"The other part where H264 is clearly superior is hardware support. For my usage this point alone is a show stopper for the other contenders."
This is an often invoked spurious argument.
Direct implementation of decoders in asics largely stopped in the late 90s. Today codecs are implemented in 'hardware' by simply writing highly optimized code for more-or-less general purpose processors. (Either SIMD instruction sets like ARM's NEON, or side-car DSPs like the TMS320c64x included with the OMAP chips).
The remaining 'hardware' support for video includes things like hardware colorspace conversion which work equally well for all formats.
The reasons for this is that codecs are simply too volatile for the long development timelines of ASIC design... and that the enormous flexibility of modern codecs (like the variable block sizes in H.264) both greatly increases the gate count for dedicated hardware and reduces the performance gap between an optimized software implementation and a dedicated hardware one.

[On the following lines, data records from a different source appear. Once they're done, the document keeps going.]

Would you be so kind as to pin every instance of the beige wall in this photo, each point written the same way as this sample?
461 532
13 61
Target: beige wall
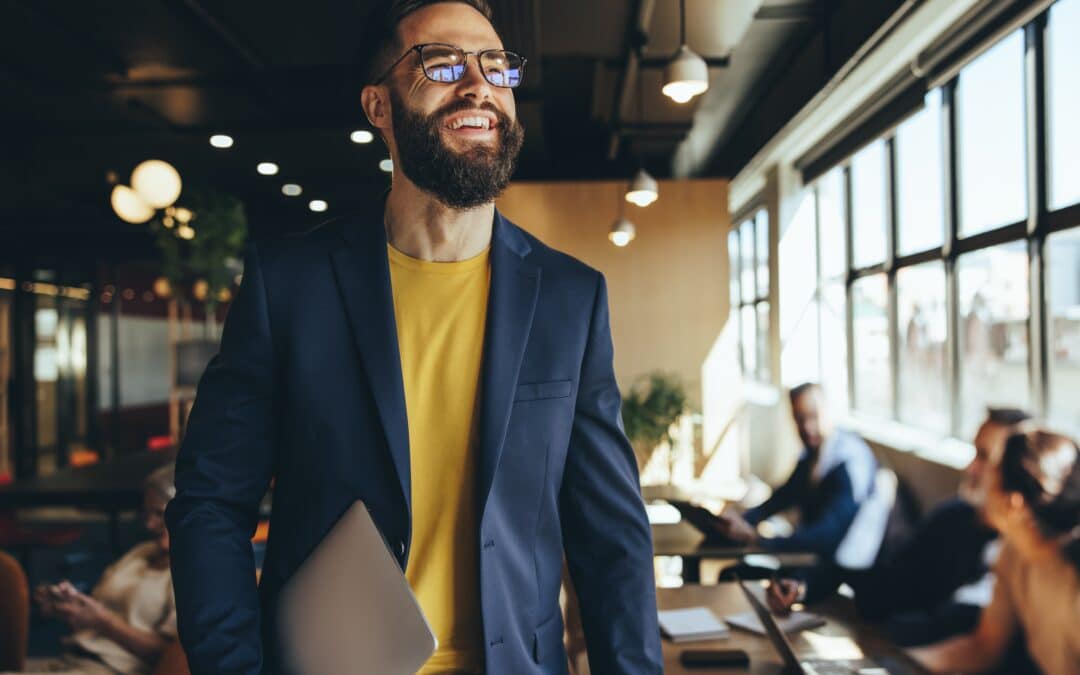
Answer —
667 289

The Theora reference implementation doesn't currently include optimized assembly for neon or the various widely used DSPs like it does for x86 and x86_64. It makes a large performance difference, and hides the fact that Theora has lower computational complexity than H.264. But this is a *software* problem that can be solved at any point by any party. Not a hardware problem.
But just in case you do have a need for hardware support. There is a synthesizable VHDL implementation of the back half of Theora available. There is also a verilog implementation of dirac. (although perhaps only the dirac-pro subset?)